Tyskie Gronie is a pale Pilsner-style lager and apparently Poland’s most widely available beer. I had no trouble finding it at a corner store here in Cologne, Germany. I’m not here to do a proper tasting, but simply to raise a toast as we listen to more songs from Migration Blues. As we do this, families will be crossing the western border of Ukraine into Poland and the neighboring countries to the south. They’ll be handed a blanket and a cup of tea or maybe a bowl of soup before being shuttled onward to some other location in Europe, not knowing when they will head home or what will be left when they get there.

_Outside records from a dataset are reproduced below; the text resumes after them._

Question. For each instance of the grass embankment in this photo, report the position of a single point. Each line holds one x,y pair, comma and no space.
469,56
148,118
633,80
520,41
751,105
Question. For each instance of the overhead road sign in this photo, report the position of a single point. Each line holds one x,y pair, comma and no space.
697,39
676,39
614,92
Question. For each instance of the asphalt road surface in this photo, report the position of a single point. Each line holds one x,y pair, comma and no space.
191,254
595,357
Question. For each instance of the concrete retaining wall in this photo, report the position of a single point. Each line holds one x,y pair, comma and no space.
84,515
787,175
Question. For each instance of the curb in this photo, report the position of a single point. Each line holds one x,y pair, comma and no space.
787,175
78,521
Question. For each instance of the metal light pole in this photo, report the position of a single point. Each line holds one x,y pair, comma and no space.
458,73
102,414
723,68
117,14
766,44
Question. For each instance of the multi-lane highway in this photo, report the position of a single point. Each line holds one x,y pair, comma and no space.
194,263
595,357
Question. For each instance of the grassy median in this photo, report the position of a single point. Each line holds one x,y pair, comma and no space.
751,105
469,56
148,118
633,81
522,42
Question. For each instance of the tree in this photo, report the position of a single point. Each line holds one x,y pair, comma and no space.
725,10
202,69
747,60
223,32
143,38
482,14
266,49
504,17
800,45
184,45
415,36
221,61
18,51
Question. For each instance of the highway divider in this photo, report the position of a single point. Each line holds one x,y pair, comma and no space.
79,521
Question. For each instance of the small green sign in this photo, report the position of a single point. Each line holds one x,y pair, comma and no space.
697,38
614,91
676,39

Next, Bibb’s understated but nevertheless chilling reading of Bob Dylan’s timeless protest song “Masters Of War.”
Last Monday I took part in a peace rally held in Cologne. The gathering began on one of the city’s smaller public squares. Organizers were expecting “only” 30,000 people. At 9:30 a.m., I stood with a group of friends as bit by bit, the square began to fill. At 10:00, the official program commenced. Local officials addressed the crowd, local musicians sang songs befitting the occasion. By the time they had finished, the square and surrounding streets in every direction were packed. The planned march through the city was stalled there for a good long while.
So we waited and listened to the songs playing on the PA system. John Lennon featured prominently. Cat Stevens – you know which one. And Dylan, singing the aforementioned anti-war classic.
Hard as it is, I’d like to finish on an up note here. Days like Monday, when so many people came out to stand together in opposition to Putin’s war and to demonstrate their support of Ukraine (the official estimate was 250,000), are a glimmer of hope. We outnumber them. We, the people, who want nothing more than to live our lives and raise families and eat and drink and dance and make music and enjoy the company of our fellow human beings are far more powerful than those who manufacture wars. If the people of Russia weren’t so afraid of their government, we’d see that there, too.
The first line of Eric Bibb’s poignant “Brotherly Love,” the song with which we close, is: “I still believe we can find a way to live in peace – I do – how ’bout you?”
(Please consider donating to World Central Kitchen or one of the many other organizations helping to alleviate suffering in the Ukraine and other parts of the world.)